Deuxièmement, si vous ne croyez pas le témoignage de l'accusé, mais si vous avez un doute raisonnable, vous devez prononcer l'acquittement.
Troisièmement, même si n'avez pas de doute à la suite de la déposition de l'accusé, vous devez vous demander si, en vertu de la preuve que vous acceptez, vous êtes convaincus hors de tout doute raisonnable par la preuve de la culpabilité.
[52] Cette méthode a été établie principalement pour que la cour n’ait pas à déterminer quelle déposition elle juge la plus crédible : celle produite par l’accusé ou celle produite par la poursuite. Cependant, il est également clair que la Cour suprême du Canada a souvent répété que ces critères ne doivent pas être suivis à la lettre, mais doit plutôt servir de balise (voir R. c. S. (W. D.), [1994] 3 R.C.S. 521, à la page 533).
[53] Comme l’a souligné la juge Abella au nom de la majorité dans l’arrêt R. c. C.L.Y., 2008 CSC 2, au paragraphe 10, je souligne que je suis conscient de la méthode établie dans l’arrêt W. (D.), précité, et de la décision de la Cour suprême du Canada dans l’arrêt C.L.Y. précité dans l’arrêt R. c. J.H.S., 2008 CSC 30 sur l’application de cette méthode à l’appréciation de la crédibilité. La présente cour ne doit pas tomber dans le piège de choisir entre deux versions ou de donner l’impression de l’avoir fait.
[54] Ayant fait cet exposé sur la présomption d’innocence, le doute raisonnable, le fardeau de la preuve et la norme de la preuve applicable, j’examinerai maintenant les principes juridiques.
Analyse
[55] L’identité, la date et le lieu de l’infraction ne sont pas contestés par l’accusé. Il les a clairement admis dans son témoignage. De plus, il a admis que les mots qu’il a utilisés représentaient une menace et que cette menace avait pour but de causer des lésions corporelles à l’Adjudant Buffet. Par conséquent, la cour conclut que ces éléments essentiels de l’infraction de proférer des menaces ont été démontrés par la poursuite hors de tout doute raisonnable.
[56] J’applique maintenant la méthode établie par la Cour suprême du Canada dans l’arrêt W. (D.), précité. Je commencerai par analyser le témoignage de l’accusé. Je dois décider de la fiabilité et de la crédibilité du témoignage de l’accusé au regard du dernier élément essentiel contesté concernant l’infraction que la poursuite doit prouver hors de tout doute raisonnable : la mens rea, qui porte sur la question de savoir si le Caporal Mleinek a proféré la menace sciemment.
[57] Le Caporal Mleinek a témoigné de manière directe, calme et honnête. Son témoignage était cohérent et logique.

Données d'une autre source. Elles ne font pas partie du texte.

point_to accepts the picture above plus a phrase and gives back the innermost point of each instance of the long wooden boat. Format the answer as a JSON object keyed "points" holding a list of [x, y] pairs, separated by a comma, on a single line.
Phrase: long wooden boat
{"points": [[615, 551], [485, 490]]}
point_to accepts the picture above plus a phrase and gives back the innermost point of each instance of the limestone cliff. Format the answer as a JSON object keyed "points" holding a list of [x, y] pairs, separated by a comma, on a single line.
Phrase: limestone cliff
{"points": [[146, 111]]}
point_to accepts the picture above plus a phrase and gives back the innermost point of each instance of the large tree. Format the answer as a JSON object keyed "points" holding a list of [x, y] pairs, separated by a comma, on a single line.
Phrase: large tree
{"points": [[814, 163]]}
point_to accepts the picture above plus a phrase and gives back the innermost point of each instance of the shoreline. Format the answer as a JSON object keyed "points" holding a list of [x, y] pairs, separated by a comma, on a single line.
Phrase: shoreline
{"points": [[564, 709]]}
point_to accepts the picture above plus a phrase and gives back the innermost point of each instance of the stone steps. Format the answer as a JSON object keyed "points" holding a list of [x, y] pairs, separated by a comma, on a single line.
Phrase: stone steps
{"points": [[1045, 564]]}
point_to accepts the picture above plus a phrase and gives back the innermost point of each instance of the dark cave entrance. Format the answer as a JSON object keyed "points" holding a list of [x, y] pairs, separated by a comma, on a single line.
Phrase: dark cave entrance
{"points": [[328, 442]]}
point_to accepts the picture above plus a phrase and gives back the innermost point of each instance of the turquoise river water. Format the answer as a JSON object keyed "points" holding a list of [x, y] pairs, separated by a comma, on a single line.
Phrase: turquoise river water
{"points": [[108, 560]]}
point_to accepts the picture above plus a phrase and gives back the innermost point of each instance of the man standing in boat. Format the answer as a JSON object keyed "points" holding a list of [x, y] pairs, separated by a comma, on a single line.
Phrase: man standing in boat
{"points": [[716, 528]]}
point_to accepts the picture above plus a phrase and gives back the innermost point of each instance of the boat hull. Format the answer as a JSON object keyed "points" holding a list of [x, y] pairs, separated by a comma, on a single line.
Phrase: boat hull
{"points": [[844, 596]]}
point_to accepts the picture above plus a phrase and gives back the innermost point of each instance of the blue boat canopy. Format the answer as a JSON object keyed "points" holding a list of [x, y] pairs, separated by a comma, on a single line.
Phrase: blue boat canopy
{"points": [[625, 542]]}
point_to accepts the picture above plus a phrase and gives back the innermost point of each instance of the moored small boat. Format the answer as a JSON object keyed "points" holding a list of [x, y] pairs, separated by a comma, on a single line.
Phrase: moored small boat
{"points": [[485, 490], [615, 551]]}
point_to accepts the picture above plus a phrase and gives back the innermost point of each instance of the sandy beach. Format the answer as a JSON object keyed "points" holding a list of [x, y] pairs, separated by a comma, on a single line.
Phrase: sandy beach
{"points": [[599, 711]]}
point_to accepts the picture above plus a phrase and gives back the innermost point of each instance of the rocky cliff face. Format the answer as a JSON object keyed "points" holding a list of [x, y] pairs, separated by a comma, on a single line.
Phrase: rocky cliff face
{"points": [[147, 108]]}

Il a répondu clairement aux questions qui lui ont été posées et lorsqu’il lui semblait qu’elles manquaient de clarté, il n’a pas hésité à demander à l’avocat de les préciser ou de les répéter. Il n’a jamais nié le fait qu’il avait réagi de manière impulsive lorsque le Caporal-chef Truchon lui a parlé des instructions qu’il avait reçues de l’Adjudant Buffet concernant sont RAR. Il a témoigné que cela n’était pas inhabituel pour les membres de la section SI, y compris pour lui-même, d’exprimer leurs frustrations dans ces mots concernant l’Adjudant Buffet, ce qui a confirmé la preuve produite par la poursuite concernant cette question précise. Il a expliqué à la cour l’historique de ses problèmes de santé mentale au moment de l’incident, mais il n’a jamais tenté de s’appuyer sur ces problèmes pour justifier ce qu’il a dit. En réalité, les mots qu’il a prononcés n’étaient pas sérieux et la cour estime qu’il ne faisait manifestement rien de plus qu’évacuer sa frustration concernant la situation. En raison du contexte dans lequel il a prononcé ces mots, de la façon dont il les a prononcés et du fait qu’il n’était pas rare que les autres membres disent des choses similaires sans les penser à l’encontre de l’Adjudant Buffet, la cour estime qu’il est évident que le Caporal Mleinek n’a jamais voulu que ses paroles soient prises au sérieux et qu’il n’a jamais voulu intimider ou effrayer l’Adjudant Buffet.
[58] La cour conclut donc que la preuve produite par l’accusé est crédible et fiable.
[59] Par conséquent, vu l’ensemble de la preuve, la poursuite n’a pas prouvé hors de tout doute raisonnable tous les éléments essentiels de l’infraction de proférer des menaces.
[60] Fait intéressant, la cour note que la preuve produite par la poursuite confirme ces conclusions. Si la cour n’avait pas cru le témoignage de l’accusé, elle aurait difficilement pu s’appuyer sur la preuve produite par la poursuite pour prononcer la culpabilité.
[61] La clé de voûte de la thèse de la poursuite en l’espèce était le témoignage du Caporal-chef Truchon. Concernant l’intention de l’accusé lorsque ce dernier a proféré les menaces, il a clairement établi que les mots prononcés par le Caporal Mleinek ne pouvaient pas être pris au sérieux ou que ce dernier n’avait pas l’intention d’intimider l’Adjudant Buffet ou de lui faire peur.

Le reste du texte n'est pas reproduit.